B.B : Ils n’ont pas le même niveau. Puisqu’ils ont suivi des filières différentes. Ils ont des points d’excellence particuliers mais ils n’ont pas la forme d’excellence d’une classe préparatoire. Par contre un littéraire, titulaire d’une licence de lettre ou d’histoire-géographie, aura une culture du monde qui le rendra largement meilleur en altérité qu’un élève de prépa. De même un titulaire d’une licence de maths sera bien meilleur sur le langage des chiffres ou la modélisation. Chacun a son excellence. Et c’est bien parce que les entreprises n’ont pas besoin d’un seul profil que c’est cohérent. Dire « ils n’ont pas le même niveau » c’est vrai. Dire « c’est plus facile pour certains d’intégrer les écoles que pour d’autres », c’est peut-être vrai. Mais ils ont appris autrement.

A. J : Les prépas vivent mal que des élèves qui n’ont pas eu le niveau pour intégrer une classe préparatoire, ou l’ont quitté à la fin de leur première année, puissent ensuite intégrer une école par d’autres voies, type concours Passerelle ou autre, mieux classée que celle qu’ils auraient eu en restant en prépa parce qu’ils étaient mauvais en maths ou autre.

B.B : Certains n’avaient aussi pas envie d’en intégrer une. C’est le phénomène du fort. On met un fort à un endroit mais les soldats passent à côté du fort. Beaucoup de candidats auraient pu intégrer le système prépas / grandes écoles s’il était légèrement différent.

A. J : S’il y avait plus de places aussi !

B. B : Arrêtons aussi en seconde, première, terminale de tenir un langage qui dit « la classe préparatoire ce n’est pas pour vous » et « vu le prix des écoles, vous ne pourrez pas y aller ». Les deux conjugués poussent beaucoup à passer par les admissions sur titre. On les entend alors nous dire « J’étais prêt à faire une prépa mais mes profs m’ont dit que je n’y arriverai jamais ».

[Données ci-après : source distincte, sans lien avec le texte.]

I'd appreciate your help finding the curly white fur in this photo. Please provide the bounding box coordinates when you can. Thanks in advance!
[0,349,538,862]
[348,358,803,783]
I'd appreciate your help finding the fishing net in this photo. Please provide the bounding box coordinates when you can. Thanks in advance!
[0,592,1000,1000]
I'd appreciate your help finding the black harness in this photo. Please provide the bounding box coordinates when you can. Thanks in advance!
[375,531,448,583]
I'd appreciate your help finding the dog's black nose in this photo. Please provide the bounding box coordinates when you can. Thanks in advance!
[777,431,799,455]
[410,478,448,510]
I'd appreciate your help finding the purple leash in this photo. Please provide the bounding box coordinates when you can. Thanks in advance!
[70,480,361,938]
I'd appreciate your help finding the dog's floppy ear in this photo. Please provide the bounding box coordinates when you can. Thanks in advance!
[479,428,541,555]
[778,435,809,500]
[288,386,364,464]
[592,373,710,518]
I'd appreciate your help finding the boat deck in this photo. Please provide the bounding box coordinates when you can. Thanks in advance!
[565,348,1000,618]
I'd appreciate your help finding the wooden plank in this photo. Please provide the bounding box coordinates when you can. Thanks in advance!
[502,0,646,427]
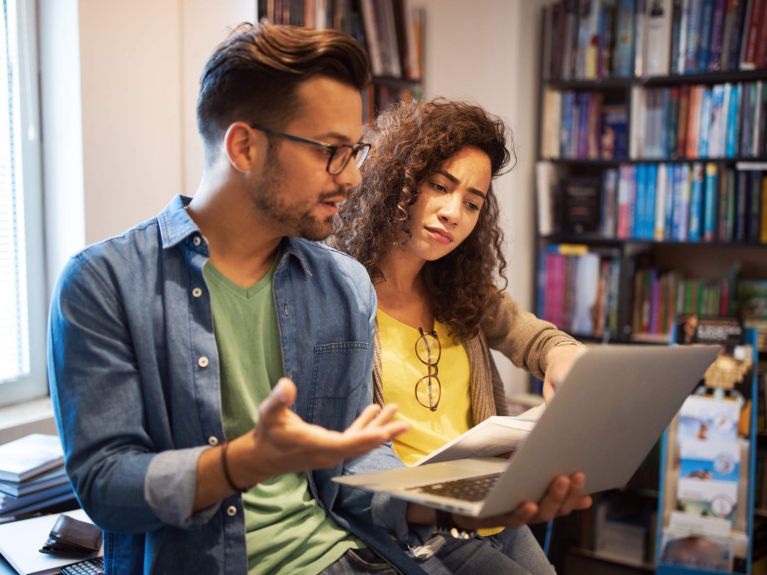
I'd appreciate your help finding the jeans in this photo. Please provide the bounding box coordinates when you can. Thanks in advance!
[421,526,555,575]
[319,547,399,575]
[320,526,555,575]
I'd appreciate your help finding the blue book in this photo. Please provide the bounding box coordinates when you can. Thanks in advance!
[698,87,711,158]
[631,164,647,240]
[643,164,658,240]
[661,164,676,240]
[703,162,719,242]
[684,0,704,74]
[687,162,703,242]
[733,170,749,242]
[613,0,635,78]
[706,0,727,72]
[725,84,741,158]
[698,0,714,72]
[676,164,690,242]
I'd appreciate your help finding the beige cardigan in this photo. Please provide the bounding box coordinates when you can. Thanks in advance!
[373,294,577,425]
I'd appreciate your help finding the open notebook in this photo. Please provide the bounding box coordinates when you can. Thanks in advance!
[334,345,720,517]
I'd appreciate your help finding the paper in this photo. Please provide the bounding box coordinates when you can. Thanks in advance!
[413,418,541,467]
[0,509,101,575]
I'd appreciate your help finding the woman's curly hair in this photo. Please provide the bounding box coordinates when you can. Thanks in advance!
[332,98,516,339]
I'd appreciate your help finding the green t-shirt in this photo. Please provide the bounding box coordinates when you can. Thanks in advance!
[203,263,361,575]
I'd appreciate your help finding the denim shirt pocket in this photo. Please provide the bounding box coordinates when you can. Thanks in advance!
[309,341,372,430]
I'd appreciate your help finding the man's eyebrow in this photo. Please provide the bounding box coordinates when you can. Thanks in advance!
[434,168,487,200]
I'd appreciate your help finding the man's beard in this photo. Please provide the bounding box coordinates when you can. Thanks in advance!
[251,150,346,241]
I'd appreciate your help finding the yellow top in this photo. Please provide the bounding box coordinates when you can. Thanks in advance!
[378,308,471,465]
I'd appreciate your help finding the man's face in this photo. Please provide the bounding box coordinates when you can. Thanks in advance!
[251,76,362,240]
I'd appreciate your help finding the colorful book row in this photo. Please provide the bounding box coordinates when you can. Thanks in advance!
[632,268,735,337]
[542,0,767,80]
[541,88,628,160]
[537,244,621,337]
[599,162,767,243]
[630,81,767,159]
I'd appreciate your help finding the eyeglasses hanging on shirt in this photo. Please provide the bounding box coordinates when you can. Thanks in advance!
[415,327,442,411]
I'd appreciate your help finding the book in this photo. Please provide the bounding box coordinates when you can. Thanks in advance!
[0,481,75,515]
[0,465,69,497]
[644,0,672,76]
[0,433,64,481]
[413,405,545,467]
[562,178,601,234]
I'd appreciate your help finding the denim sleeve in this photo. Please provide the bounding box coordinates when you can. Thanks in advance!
[48,254,212,532]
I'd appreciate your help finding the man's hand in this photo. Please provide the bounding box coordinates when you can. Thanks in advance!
[194,378,408,511]
[543,345,585,403]
[453,473,591,529]
[236,378,407,485]
[407,473,592,530]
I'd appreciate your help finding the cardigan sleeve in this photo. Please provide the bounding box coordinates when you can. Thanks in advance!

A. J : Nos collègues ont bien compris que l’époque où nous étions dans notre tour d’ivoire et où les bons élèves venaient spontanément à nous était terminée. Partout, y compris à Paris, les professeurs de classes préparatoires prennent énormément de temps pour aller dans les lycées apporter la bonne parole, dire « osez la classe préparatoire, vous pouvez y aller, il faut tenter, etc. ». Et il y a fort à faire. Parfois face aux conseillers d’orientation, à certains collègues du secondaire, ce n’est pas évident de convaincre. Mais on y va car la quasi-totalité des professeurs est aujourd’hui convaincue qu’il faut aller chercher les bons élèves et leur expliquer la valeur ajoutée de la classe préparatoire.

B.B : Concernant les freins financiers nous avons à emlyon business school une fondation qui finance chaque année une centaine d’étudiants, en prenant en charge leurs frais de déplacement pour passer les concours. Nous avons 200 bourses, mis en place un certain nombre de systèmes, dont des prêts sans caution, et surtout nous avons créé avec Adecco le dispositif « Company Inside » par lequel les études sont prises en charge par les entreprises. Et aujourd’hui nous avons plus de demandes d’entreprises que de demandes d’étudiants ! Alors que les étudiants gagnent en 1 an 8000€ en plus de la prise en charge de leurs frais de scolarité, je pensais qu’ils allaient se précipiter.

A. J : Cela demande un gros effort d’explication. Quand nous allons dans les lycées l’argument économique nous est souvent renvoyés. Dépenser pour étudier ce n’est pas encore entré dans les esprits en France. L’idée de s’endetter pour financer ses études reste difficile à faire passer.

B.B : Nous avons un gros travail à faire pour séparer de moins en moins l’école du monde du travail. A partir du moment où on entre en classe préparatoire on est déjà en activité. Avec Adecco nous formons des jeunes diplômés ayant une expérience professionnelle. Il n’y a plus le temps de la prépa, celui de l’école, celui du monde du travail.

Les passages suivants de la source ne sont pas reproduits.